We now have cool Dr. Seuss looking furniture from the IKEA Mamut series.

This should last the boys until we return to the US. Keeping them in the these beds (and frankly the converted cribs with a rail) is a matter of either standing in a corner of the room and putting them back in bed every time the get out or begin "shenanigans," or standing just outside the cracked door and peering through the gap and doing the same thing. This process used to take an hour or two. Now it’s getting down to ten to fifteen minutes for Graeme and half an hour before Liam gives up. Mommy deserves a medal (another one).

They are smart and have learned what combinations of their limited vocabulary will be ignored and which will result in attention. Winners include:

1. “Poop, poop, poop.” This was not a bluff the last two nights.
2. “Dink uh wadder, dink uh wadder.” This is an old standby and almost always a fake.
3. “Huts, mouff huts,” alternately “hed hutts” this is accompanied by rubbing the appropriate body part. Cause and effect are at issue here. Of course your head hurts you were just banging it against the headboard.
4. “Medisen, medisen.” This is a hold over from their teething and recent illnesses, sometimes their like little crack addicts.
5. “Boogas, wear da boogas?” Oddly the answer to this is not in your nose. Liam is struggling with the “k” in books. He also is unwilling to allow for the possibility of a lone book, it is always “boogas” plural.

The other fun trick is that when they wake up in the middle of the night there is now nothing to stop them from getting out of bed and coming to visit, whine, demand vodka water, or a fresh diaper. Since the toddler beds arrived each night has brought a different permutation of this at about 4 am, with Graeme getting put back down falling dead asleep and then springing awake like some electrified puppet five minutes later and repeating the cycle. Last night though, was different. I heard a squeak at about 3:30 that sounded like someone being restless. So I went to look and head off the intruder before he could wake his mother and get us both in trouble.

As I cracked the door I realized that our Ikea purchases were a waste of money. Both toddler beds stood empty. The comforters and pillows were on the floor next to them (crash mats for sleeping rolls) were also unoccupied. May be it was an aftershock from the China earthquake, but Liam was two feet from his bed asleep on the bare floor and Graeme was three feet from his asleep on the rug.

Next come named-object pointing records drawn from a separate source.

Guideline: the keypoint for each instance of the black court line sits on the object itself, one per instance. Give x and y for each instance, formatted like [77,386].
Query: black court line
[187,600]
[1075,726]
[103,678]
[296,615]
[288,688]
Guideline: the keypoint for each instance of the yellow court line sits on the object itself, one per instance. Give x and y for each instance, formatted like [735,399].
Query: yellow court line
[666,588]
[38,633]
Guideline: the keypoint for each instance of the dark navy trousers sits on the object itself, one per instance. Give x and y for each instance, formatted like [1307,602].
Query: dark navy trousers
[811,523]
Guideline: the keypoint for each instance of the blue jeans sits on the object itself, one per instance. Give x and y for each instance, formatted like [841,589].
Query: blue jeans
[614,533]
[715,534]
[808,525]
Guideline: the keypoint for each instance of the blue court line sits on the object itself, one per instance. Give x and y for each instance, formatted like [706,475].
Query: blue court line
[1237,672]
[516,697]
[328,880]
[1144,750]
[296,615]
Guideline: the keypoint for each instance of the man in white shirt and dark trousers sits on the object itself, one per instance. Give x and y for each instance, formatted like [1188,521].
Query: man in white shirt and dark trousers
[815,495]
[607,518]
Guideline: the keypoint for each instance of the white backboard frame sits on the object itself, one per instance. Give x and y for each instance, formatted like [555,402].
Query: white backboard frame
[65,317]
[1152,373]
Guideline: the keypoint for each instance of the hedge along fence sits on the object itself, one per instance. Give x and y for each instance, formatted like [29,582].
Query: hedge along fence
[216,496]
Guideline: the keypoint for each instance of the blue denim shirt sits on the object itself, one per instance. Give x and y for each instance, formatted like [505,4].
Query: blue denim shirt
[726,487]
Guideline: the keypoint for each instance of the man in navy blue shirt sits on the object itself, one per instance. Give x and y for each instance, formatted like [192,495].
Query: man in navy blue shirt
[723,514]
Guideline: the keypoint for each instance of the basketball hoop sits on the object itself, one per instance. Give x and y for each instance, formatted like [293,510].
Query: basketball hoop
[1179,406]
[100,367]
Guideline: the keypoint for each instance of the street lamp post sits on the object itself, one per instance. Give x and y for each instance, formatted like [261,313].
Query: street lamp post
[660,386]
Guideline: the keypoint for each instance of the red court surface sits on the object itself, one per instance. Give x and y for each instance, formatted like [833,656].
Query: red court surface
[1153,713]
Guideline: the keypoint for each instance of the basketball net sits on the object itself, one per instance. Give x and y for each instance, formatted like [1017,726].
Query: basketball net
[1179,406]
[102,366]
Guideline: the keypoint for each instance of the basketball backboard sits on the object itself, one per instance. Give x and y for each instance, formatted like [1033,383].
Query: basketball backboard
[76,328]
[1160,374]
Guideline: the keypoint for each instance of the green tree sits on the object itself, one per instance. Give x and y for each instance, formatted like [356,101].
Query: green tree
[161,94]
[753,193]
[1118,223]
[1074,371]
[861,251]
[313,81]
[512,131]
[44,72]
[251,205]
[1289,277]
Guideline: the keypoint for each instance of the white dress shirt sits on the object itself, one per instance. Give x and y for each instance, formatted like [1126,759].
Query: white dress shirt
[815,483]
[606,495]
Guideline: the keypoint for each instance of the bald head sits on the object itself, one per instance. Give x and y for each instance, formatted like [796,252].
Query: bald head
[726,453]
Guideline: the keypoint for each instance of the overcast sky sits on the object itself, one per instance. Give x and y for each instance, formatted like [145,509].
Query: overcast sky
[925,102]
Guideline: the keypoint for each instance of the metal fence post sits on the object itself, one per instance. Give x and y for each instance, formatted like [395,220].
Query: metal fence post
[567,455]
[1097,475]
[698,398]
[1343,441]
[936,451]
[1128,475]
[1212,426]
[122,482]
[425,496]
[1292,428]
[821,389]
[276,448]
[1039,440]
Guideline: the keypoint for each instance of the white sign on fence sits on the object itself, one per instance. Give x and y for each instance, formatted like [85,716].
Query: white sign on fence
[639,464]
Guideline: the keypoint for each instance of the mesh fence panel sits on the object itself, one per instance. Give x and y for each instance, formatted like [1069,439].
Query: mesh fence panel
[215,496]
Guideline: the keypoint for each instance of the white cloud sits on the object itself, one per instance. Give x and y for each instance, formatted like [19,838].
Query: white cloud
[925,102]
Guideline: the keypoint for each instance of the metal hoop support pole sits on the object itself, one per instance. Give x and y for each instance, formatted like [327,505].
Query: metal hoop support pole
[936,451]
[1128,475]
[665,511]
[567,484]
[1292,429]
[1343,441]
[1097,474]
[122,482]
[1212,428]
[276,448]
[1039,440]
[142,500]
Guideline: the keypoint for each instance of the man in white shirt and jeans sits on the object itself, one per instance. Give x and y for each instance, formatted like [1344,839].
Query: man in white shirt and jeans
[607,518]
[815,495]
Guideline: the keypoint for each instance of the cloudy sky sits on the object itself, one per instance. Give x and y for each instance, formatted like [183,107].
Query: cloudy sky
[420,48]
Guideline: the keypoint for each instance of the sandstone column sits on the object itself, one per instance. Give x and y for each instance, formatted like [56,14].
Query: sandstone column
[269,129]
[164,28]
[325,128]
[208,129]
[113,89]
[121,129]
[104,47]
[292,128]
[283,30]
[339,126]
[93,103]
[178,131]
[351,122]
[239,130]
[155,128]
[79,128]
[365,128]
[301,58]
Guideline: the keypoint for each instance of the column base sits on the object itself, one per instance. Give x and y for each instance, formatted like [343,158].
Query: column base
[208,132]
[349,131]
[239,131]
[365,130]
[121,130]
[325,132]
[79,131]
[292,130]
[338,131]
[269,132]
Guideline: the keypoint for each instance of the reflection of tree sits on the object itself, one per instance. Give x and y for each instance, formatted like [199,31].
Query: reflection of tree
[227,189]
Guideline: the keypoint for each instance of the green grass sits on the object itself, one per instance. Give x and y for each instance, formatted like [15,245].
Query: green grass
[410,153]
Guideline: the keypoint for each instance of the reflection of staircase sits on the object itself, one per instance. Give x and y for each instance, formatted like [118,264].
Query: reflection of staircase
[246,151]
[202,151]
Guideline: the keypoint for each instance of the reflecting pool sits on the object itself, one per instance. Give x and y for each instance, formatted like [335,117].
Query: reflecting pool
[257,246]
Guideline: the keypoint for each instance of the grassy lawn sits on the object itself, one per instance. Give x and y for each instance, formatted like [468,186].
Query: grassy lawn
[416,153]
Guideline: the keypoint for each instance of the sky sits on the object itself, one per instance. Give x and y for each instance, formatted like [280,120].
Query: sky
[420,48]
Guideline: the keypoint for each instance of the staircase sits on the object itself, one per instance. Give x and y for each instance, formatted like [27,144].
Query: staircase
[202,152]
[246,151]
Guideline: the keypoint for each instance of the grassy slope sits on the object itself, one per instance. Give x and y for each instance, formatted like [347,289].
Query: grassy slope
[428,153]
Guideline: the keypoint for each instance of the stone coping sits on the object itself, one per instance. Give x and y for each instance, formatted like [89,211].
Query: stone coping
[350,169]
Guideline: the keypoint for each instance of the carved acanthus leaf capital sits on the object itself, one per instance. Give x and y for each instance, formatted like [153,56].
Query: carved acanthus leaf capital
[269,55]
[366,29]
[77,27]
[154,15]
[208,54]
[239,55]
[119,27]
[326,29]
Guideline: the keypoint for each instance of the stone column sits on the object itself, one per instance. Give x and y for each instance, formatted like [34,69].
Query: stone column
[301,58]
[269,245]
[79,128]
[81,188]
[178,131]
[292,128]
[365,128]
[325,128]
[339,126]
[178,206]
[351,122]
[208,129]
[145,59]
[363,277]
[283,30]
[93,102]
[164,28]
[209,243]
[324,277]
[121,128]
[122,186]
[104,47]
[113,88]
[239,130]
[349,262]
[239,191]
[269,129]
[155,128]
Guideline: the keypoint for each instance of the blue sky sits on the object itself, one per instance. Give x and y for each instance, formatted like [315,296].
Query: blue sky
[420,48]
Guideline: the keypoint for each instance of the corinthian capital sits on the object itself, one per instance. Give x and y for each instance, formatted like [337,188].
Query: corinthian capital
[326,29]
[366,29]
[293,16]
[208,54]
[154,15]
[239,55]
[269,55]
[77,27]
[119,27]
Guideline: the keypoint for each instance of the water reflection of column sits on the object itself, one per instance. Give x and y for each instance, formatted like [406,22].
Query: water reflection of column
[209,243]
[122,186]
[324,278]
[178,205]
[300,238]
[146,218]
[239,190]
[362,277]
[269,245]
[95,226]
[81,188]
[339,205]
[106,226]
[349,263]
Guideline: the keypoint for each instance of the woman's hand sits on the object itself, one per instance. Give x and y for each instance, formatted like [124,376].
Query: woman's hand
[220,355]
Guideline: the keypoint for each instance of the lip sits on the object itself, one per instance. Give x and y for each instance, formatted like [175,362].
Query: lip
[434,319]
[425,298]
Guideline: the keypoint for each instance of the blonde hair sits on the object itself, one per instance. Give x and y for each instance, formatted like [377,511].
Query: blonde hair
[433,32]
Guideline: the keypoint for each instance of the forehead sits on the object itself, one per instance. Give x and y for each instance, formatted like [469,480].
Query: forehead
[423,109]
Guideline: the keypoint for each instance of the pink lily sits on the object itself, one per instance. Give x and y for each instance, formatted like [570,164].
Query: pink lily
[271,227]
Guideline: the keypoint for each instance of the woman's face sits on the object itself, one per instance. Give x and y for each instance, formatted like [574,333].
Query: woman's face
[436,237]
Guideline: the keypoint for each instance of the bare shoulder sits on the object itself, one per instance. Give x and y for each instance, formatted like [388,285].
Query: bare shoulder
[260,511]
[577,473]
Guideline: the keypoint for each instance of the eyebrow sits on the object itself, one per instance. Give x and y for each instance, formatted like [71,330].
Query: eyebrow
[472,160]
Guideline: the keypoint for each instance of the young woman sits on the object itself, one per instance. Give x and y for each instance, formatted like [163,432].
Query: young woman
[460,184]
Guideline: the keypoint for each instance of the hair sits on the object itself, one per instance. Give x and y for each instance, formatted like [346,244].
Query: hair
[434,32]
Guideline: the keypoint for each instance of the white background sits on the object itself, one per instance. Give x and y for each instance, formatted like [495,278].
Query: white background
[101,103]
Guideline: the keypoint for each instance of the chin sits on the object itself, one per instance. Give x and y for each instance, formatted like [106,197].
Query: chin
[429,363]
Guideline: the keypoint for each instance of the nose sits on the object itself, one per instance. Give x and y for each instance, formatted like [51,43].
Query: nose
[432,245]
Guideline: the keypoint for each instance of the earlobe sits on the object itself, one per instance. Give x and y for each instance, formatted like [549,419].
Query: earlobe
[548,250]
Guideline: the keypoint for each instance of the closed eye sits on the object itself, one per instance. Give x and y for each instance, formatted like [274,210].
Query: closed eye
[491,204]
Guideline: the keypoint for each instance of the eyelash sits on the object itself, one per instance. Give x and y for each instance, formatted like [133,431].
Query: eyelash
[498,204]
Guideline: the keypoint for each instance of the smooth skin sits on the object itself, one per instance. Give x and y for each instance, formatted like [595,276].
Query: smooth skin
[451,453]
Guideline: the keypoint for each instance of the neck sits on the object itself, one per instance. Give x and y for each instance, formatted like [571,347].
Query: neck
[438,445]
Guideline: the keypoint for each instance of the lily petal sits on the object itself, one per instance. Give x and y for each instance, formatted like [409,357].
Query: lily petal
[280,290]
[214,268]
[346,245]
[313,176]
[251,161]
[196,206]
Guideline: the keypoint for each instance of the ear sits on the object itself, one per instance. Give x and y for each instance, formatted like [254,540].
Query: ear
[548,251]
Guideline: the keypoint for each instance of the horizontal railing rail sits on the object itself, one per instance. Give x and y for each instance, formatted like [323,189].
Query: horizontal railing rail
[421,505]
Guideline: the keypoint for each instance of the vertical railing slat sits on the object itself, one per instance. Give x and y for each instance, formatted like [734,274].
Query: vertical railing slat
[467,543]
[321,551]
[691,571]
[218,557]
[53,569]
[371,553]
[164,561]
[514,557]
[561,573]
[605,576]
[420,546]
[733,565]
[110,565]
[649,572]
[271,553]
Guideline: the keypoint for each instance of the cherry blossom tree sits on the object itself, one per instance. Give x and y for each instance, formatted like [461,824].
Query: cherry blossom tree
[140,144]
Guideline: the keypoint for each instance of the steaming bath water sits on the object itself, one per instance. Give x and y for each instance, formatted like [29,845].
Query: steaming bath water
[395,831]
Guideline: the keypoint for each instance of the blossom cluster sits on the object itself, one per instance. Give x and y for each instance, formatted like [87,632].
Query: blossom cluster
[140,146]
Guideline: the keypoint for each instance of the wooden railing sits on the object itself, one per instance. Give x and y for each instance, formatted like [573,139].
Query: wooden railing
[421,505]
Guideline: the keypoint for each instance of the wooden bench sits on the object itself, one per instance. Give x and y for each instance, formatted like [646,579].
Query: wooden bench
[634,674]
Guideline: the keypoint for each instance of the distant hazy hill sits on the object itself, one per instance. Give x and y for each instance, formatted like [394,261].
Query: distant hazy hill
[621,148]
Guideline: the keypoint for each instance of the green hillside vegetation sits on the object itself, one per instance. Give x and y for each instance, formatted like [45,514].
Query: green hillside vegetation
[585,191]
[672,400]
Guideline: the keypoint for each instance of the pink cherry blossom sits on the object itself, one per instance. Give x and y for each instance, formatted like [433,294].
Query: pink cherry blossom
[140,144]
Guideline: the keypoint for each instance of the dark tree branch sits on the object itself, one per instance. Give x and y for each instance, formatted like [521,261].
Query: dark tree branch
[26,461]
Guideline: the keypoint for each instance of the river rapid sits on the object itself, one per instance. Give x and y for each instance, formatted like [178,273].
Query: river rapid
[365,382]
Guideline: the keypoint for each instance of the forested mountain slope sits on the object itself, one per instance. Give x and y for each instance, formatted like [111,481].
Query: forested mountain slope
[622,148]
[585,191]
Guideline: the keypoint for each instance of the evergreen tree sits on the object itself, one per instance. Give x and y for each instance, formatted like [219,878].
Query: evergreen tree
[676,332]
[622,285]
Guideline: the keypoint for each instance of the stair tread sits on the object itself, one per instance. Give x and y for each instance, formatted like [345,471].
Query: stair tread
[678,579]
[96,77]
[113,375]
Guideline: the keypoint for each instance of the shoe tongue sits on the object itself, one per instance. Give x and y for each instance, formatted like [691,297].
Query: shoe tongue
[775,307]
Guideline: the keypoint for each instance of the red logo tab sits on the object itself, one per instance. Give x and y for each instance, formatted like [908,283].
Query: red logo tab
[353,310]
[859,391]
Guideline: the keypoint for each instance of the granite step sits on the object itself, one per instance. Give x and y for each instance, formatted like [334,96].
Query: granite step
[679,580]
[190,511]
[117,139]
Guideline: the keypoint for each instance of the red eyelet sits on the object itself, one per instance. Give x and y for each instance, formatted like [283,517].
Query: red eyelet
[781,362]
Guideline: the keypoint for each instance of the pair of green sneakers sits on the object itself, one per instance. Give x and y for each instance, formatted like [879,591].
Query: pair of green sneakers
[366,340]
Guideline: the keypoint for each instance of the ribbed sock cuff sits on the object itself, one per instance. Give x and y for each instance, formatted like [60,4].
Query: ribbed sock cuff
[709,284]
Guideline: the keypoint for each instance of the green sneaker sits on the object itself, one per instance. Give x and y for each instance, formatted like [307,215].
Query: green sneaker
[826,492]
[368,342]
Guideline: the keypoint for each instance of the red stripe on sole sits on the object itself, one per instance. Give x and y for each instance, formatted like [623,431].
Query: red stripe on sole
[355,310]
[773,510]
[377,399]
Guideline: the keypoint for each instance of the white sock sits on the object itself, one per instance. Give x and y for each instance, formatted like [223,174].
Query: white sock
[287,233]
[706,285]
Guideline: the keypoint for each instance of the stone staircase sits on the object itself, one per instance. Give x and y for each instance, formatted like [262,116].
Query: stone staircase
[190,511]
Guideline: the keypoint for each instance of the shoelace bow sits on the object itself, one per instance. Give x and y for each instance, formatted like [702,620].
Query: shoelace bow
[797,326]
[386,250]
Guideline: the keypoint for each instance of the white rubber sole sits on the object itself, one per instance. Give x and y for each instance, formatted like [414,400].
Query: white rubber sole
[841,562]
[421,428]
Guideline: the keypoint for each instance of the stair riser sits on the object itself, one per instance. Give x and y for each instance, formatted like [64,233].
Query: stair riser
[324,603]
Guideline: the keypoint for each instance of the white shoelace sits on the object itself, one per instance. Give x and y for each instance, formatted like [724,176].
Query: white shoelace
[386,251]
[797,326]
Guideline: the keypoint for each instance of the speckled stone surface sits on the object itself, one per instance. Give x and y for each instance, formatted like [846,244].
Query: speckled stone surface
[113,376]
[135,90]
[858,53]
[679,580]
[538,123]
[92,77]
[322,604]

I’ll probably get some grandma scolding for this, but I left them alone (I was too tired to take a picture and I know I’ll get grandpa scolding for that). Putting them back in bed would only have been an invitation for them to wake up. Besides, they came and saw us on their own three hours later. I always thought the phrase pitter patter of little feet was cute… not so much.

2 comments:

grandma said...

Either I have forgotten the memory (like labor pains) or my memory is still in intact and the problem of staying in bed at night (which the Michigan twins are also experiencing) was not an issuse with their father's. This grandma would have let them sleep in peace as you did, but I also would have wanted a picture.

Unknown said...

Indeed! I always let sleeping children lie. That's very much a risk vs. reward scenario in that the risk of waking them up & having them run amok is certainly not worth the reward of having them asleep in their beds vs. on the floor where they are obviously already comfortable.